Harrisoniascincus zia

Uit Wikipedia, de vrije encyclopedie
(Doorverwezen vanaf Cautula zia)
Harrisoniascincus zia
IUCN-status: Niet bedreigd[1] (2017)
Taxonomische indeling
Rijk:Animalia (Dieren)
Stam:Chordata (Chordadieren)
Klasse:Reptilia (Reptielen)
Orde:Squamata (Schubreptielen)
Onderorde:Lacertilia (Hagedissen)
Infraorde:Scincomorpha (Skinkachtigen)
Familie:Scincidae (Skinken)
Onderfamilie:Eugongylinae
Geslacht:Harrisoniascincus
Soort
Harrisoniascincus zia
Ingram & Ehmann, 1981
Harrisoniascincus zia op Wikispecies Wikispecies
Portaal  Portaalicoon   Biologie
Herpetologie

Harrisoniascincus zia is een hagedis uit de familie skinken (Scincidae).

Naam[bewerken | brontekst bewerken]

De wetenschappelijke naam van de soort werd voor het eerst voorgesteld door Glen Joseph Ingram en Harold Ehmann in 1981. Oorspronkelijk werd de wetenschappelijke naam Leiolopisma zia gebruikt en lange tijd werd de soort tot het niet langer erkende geslacht Cautula gerekend. In 1984 werd de soort in het monotypische geslacht Harrisoniascincus ingedeeld door Richard Walter Wells en Cliff Ross Wellington.[2]

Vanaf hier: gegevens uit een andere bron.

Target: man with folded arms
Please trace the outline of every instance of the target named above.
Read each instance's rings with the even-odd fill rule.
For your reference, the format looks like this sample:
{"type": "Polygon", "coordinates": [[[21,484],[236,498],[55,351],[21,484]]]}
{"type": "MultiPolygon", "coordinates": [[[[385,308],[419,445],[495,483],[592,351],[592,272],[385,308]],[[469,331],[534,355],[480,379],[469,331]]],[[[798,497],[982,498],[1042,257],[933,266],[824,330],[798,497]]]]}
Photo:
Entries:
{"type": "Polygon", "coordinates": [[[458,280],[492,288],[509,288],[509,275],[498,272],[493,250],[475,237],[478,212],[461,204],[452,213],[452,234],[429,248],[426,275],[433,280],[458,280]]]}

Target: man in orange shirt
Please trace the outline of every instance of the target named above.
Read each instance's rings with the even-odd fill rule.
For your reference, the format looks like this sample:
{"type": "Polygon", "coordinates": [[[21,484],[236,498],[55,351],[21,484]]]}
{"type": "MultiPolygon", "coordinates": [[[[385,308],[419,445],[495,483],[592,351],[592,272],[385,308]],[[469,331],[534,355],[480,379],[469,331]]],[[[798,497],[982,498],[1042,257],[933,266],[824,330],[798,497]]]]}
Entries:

Uiterlijke kenmerken[bewerken | brontekst bewerken]

Harrisoniascincus zia bereikt een lichaamslengte exclusief staart van ongeveer 5,5 centimeter. De poten zijn kort maar goed ontwikkeld en hebben vijf vingers en tenen. De lichaamskleur is bruin, met lichtere en donkere vlekjes aan de bovenzijde. Langs de flanken van de rug is een lichte, donker omzoomde streep aanwezig.

Het onderste ooglid is beweeglijk en bevat een doorzichtig venter. Hierdoor kan de hagedis met gesloten ogen toch goed zien. De gehooropeningen hebben geen uitstekende lobjes zoals bij andere skinken voorkomt.[3]

Verspreiding en habitat[bewerken | brontekst bewerken]

De skink komt endemisch voor in Australië en alleen in de staten Nieuw-Zuid-Wales en Queensland. De skink wordt geassocieerd met de bomen uit het geslacht Fagus (beuk), en wordt in andere talen wel 'beukskink' genoemd. De habitat bestaat uit hoger gelegen bossen die relatief koel zijn en veel regenval kennen. De vrouwtjes zetten eieren af op de bodem.[3]

Door de internationale natuurbeschermingsorganisatie IUCN wordt de skink als 'veilig' beschouwd (Least Concern of LC).[4]